A couple of years ago we divided our large Coelogyne ovalis into a vast number of smaller plants. This last week the students have been busy repotting them. We decided to put our plants into larger pots in an attempt to curtail the orchids invasive nature.
Below is a close up of one of the flowers. We grow these orchids in Cool asia, keeping them well watered. We find them easy to grow and are an ideal beginner orchid.
Our greenhouse is filled with scents at the moment. Dendrochilum cobbianum flowers are very attractive but I think the flowers have a smell similar to ammonia. Again our many plants are the product of the division of our large specimen orchid.
I think the spicy perfume of Dendrochilum magnum has a much pleasanter aroma than that of Dendrochilum cobbianum.
The classroom area of our greenhouse is home to our Paphs. Here is Paphiopedilum Helios one of the few hybrids we have at Writhlington. I don’t usually like paphs but I think this one is stunning.

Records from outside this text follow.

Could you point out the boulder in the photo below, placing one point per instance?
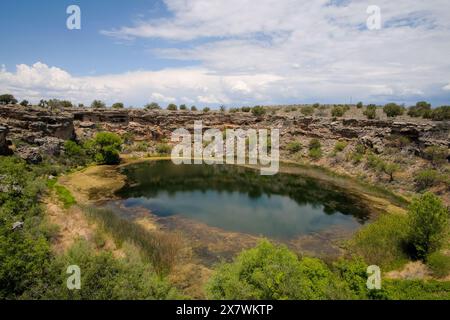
(4, 149)
(31, 155)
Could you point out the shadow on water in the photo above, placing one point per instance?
(239, 199)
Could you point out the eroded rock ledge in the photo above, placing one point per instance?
(47, 128)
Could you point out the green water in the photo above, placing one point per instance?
(240, 199)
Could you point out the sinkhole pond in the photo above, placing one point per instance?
(239, 199)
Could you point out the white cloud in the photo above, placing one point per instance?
(271, 51)
(189, 85)
(321, 51)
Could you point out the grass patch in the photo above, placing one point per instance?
(415, 290)
(383, 242)
(160, 249)
(439, 264)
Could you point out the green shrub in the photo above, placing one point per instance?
(294, 147)
(307, 111)
(106, 147)
(7, 99)
(315, 153)
(421, 109)
(269, 272)
(72, 149)
(337, 111)
(439, 264)
(392, 110)
(371, 111)
(340, 146)
(152, 106)
(383, 241)
(441, 113)
(314, 144)
(437, 155)
(64, 196)
(118, 105)
(428, 224)
(163, 148)
(426, 179)
(258, 111)
(103, 277)
(97, 104)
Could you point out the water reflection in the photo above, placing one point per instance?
(240, 199)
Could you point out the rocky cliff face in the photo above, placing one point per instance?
(3, 143)
(34, 123)
(47, 129)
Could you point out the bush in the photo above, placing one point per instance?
(258, 111)
(383, 241)
(441, 113)
(437, 155)
(307, 111)
(103, 277)
(294, 147)
(426, 179)
(163, 148)
(56, 103)
(421, 109)
(152, 106)
(106, 147)
(64, 196)
(269, 272)
(97, 104)
(7, 99)
(172, 107)
(428, 223)
(314, 144)
(118, 105)
(340, 146)
(392, 110)
(439, 264)
(337, 111)
(315, 153)
(272, 272)
(371, 111)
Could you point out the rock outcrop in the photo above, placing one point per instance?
(47, 129)
(4, 149)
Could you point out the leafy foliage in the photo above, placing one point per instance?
(258, 111)
(7, 99)
(371, 111)
(428, 224)
(97, 104)
(392, 110)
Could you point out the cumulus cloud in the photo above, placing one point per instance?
(272, 51)
(189, 85)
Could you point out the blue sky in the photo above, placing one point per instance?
(235, 52)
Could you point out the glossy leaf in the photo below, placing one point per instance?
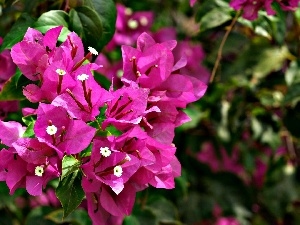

Dendrobium fairchildiae looks beautiful when in flower and is a good early warning of red spider mite in the greenhouse. It surcums first to the pests so is a good plant to keep an eye on for early detection and treatment.
I remember splitting our large Coelogyne barbata during lockdown. Our new plants have been doing really well in the temperate section of our greenhouse. We water them well in the summer and keep them damp in the winter months. Coelogyne barbata grow into large specimen orchids and are known as Bearded Coelogyne because their lip looks like a beard.
We do not grow many hybrids in Writhlington but I saw our Oncidium hybrid flowering in our Cool Asia section and thought it beautiful. It flowers reliably every year with long lasting blooms but regrettably I don’t know the name of the hybrid.